Designing a ‘Network’ business

Thomas Friedman is a NYTimes columnist and author of several books including The World is Flat, and Hot, Flat, and Crowded.  He has recently written about China for the NYTimes and in his most recent article describes the difference between ‘Command China’ (represented predominantly by the Communist Party and the State) and ‘Networked China’ (represented by the growing entrepreneurial businesses of China and it’s people.

Mr. Friedman is not making a political point but an evolutionary one and it is worth listening to.  He references a new research paper by John Hagel, entitled “Shift Index”. Interestingly, though the paper uses a lot of big consult speak, it very much hits the same themes I highlight as drivers for one core belief in Excellence by Design that “The world has shifted to be essentially uncontrollable and unpredictable…due to the convergence of many factors but the largest are Technology advancement, the rise of Consumerization, and Globalization and its elimination of barriers to entry.  As a result, the capability of change to occur has dramatically accelerated: innovation is quicker to arise, faster to market, and more easily adopted by wider audiences”.

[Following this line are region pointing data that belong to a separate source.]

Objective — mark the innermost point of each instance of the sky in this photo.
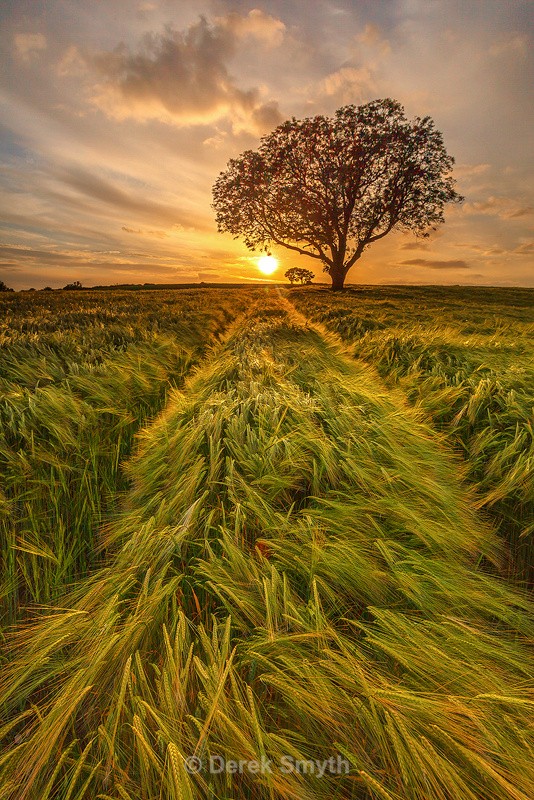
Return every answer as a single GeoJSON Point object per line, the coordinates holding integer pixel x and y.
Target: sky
{"type": "Point", "coordinates": [116, 117]}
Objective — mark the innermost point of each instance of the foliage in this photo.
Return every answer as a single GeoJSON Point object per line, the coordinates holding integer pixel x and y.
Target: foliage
{"type": "Point", "coordinates": [471, 373]}
{"type": "Point", "coordinates": [297, 571]}
{"type": "Point", "coordinates": [329, 187]}
{"type": "Point", "coordinates": [79, 374]}
{"type": "Point", "coordinates": [299, 275]}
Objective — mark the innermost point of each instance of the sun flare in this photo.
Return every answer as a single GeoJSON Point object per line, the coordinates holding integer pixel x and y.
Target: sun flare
{"type": "Point", "coordinates": [267, 264]}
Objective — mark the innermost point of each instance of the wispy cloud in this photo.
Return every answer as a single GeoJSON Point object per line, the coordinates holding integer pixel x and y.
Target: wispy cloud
{"type": "Point", "coordinates": [183, 76]}
{"type": "Point", "coordinates": [436, 263]}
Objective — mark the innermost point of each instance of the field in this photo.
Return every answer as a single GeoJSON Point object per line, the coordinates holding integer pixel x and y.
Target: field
{"type": "Point", "coordinates": [282, 531]}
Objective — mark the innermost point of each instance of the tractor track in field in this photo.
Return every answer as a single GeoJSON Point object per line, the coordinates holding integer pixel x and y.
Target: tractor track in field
{"type": "Point", "coordinates": [295, 571]}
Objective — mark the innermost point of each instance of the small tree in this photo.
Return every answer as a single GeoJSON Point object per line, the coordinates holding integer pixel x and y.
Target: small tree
{"type": "Point", "coordinates": [299, 275]}
{"type": "Point", "coordinates": [327, 187]}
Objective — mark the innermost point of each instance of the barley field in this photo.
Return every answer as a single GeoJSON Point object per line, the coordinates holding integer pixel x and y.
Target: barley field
{"type": "Point", "coordinates": [267, 543]}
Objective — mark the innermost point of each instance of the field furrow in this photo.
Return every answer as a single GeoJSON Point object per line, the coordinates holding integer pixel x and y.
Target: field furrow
{"type": "Point", "coordinates": [464, 357]}
{"type": "Point", "coordinates": [78, 378]}
{"type": "Point", "coordinates": [297, 576]}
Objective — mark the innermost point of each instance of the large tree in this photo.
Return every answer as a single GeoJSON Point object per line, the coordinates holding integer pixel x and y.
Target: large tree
{"type": "Point", "coordinates": [329, 187]}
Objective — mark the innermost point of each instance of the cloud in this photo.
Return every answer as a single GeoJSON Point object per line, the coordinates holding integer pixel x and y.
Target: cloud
{"type": "Point", "coordinates": [141, 232]}
{"type": "Point", "coordinates": [415, 246]}
{"type": "Point", "coordinates": [28, 45]}
{"type": "Point", "coordinates": [470, 170]}
{"type": "Point", "coordinates": [182, 76]}
{"type": "Point", "coordinates": [106, 192]}
{"type": "Point", "coordinates": [348, 83]}
{"type": "Point", "coordinates": [503, 207]}
{"type": "Point", "coordinates": [256, 24]}
{"type": "Point", "coordinates": [436, 264]}
{"type": "Point", "coordinates": [527, 248]}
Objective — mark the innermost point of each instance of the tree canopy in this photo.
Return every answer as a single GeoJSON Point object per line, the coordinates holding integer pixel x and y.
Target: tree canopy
{"type": "Point", "coordinates": [328, 187]}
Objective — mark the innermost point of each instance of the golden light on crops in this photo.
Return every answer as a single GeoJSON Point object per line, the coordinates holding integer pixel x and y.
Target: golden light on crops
{"type": "Point", "coordinates": [267, 264]}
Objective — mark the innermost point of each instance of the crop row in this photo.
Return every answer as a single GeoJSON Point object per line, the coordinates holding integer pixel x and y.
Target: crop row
{"type": "Point", "coordinates": [297, 572]}
{"type": "Point", "coordinates": [465, 358]}
{"type": "Point", "coordinates": [72, 398]}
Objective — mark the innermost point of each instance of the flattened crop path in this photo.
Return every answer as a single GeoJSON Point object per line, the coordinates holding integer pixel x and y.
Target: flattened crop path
{"type": "Point", "coordinates": [297, 576]}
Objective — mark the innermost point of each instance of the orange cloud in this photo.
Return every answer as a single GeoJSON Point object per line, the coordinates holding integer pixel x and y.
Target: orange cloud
{"type": "Point", "coordinates": [182, 76]}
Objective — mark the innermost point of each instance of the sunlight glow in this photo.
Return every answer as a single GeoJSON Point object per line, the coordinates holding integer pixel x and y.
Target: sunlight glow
{"type": "Point", "coordinates": [267, 264]}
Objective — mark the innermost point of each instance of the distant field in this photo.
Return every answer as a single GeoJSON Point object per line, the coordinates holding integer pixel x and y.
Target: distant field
{"type": "Point", "coordinates": [274, 527]}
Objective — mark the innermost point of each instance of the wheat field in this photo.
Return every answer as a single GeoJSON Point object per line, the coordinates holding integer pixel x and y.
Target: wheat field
{"type": "Point", "coordinates": [285, 530]}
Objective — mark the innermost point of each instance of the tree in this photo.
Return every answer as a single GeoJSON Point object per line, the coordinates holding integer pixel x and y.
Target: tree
{"type": "Point", "coordinates": [327, 187]}
{"type": "Point", "coordinates": [299, 275]}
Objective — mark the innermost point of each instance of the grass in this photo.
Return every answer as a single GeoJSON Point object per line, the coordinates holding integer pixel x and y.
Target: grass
{"type": "Point", "coordinates": [298, 571]}
{"type": "Point", "coordinates": [465, 358]}
{"type": "Point", "coordinates": [79, 374]}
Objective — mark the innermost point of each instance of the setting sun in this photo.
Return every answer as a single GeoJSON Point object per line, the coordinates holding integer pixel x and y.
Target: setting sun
{"type": "Point", "coordinates": [267, 264]}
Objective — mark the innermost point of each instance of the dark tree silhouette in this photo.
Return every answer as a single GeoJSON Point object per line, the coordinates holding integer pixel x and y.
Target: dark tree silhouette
{"type": "Point", "coordinates": [329, 187]}
{"type": "Point", "coordinates": [299, 275]}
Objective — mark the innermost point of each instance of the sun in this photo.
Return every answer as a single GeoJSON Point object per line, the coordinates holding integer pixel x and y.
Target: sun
{"type": "Point", "coordinates": [267, 264]}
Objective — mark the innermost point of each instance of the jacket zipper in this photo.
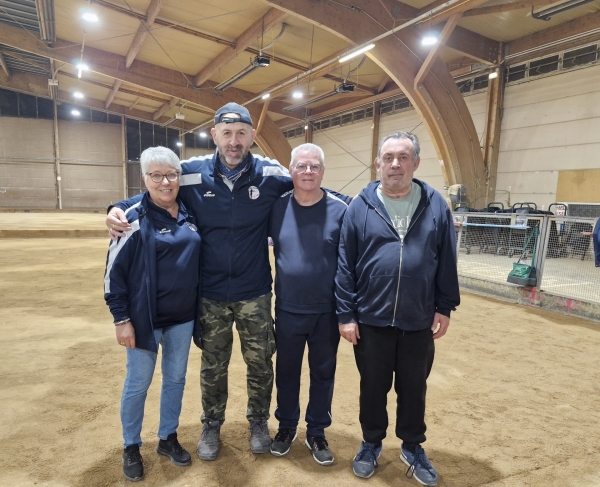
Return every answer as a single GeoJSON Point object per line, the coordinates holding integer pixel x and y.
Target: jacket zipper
{"type": "Point", "coordinates": [401, 255]}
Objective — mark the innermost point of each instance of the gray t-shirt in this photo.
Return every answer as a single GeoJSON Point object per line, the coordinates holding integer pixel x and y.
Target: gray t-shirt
{"type": "Point", "coordinates": [401, 210]}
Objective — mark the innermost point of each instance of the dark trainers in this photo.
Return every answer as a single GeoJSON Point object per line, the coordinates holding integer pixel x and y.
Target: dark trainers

Back to Mr. Friedman’s article.  He reiterates the implication of this (as Hagel points out) in saying “We are shifting from a world where the key source of strategic advantage was in protecting and extracting value from a given set of knowledge stocks — the sum total of what we know at any point in time, which is now depreciating at an accelerating pace — into a world in which the focus of value creation is effective participation in knowledge flows, which are constantly being renewed.

It’s worth rereading the above and then asking yourself (or your business) an essential question.  Are you and your business striving for ‘Command’ Excellence or ‘Network’ Excellence?  If you design at all, are you designing with the intention of becoming excellent in this more fluid, dynamic mode of business?  Are you managing the business to capitalize on knowledge you have…or the knowledge you need to have? It really can have a huge difference.  In the former, you believe you are more knowledgable, powerful, controlling than others, and seek to maintain/maximize dominance of these stock of information/capability.  In the latter, you are constantly seeking the new information, new connections, relationships, opportunities.  The former can lead to arrogance and resistance to change, the latter to a more inquisitive and faster moving sense.  Which is your business?

Think about this as you consider designing your products and services, and the systems and processes that support them, and also the competencies and information sharing means of your people and partners.  Sounds like a tall order but one that can be more systematically approached by using some the the principles of Excellence by Design.  In a future post I’ll spend more time elaborating on how to go about that.

In any case it is worth a discussion with your staff and peers about the ‘Shift’, moving from a ‘Command’ to a ‘Network’ mode, and the resulting implications on the business, its operations, and especially the people, partners, and customers that bring it to life.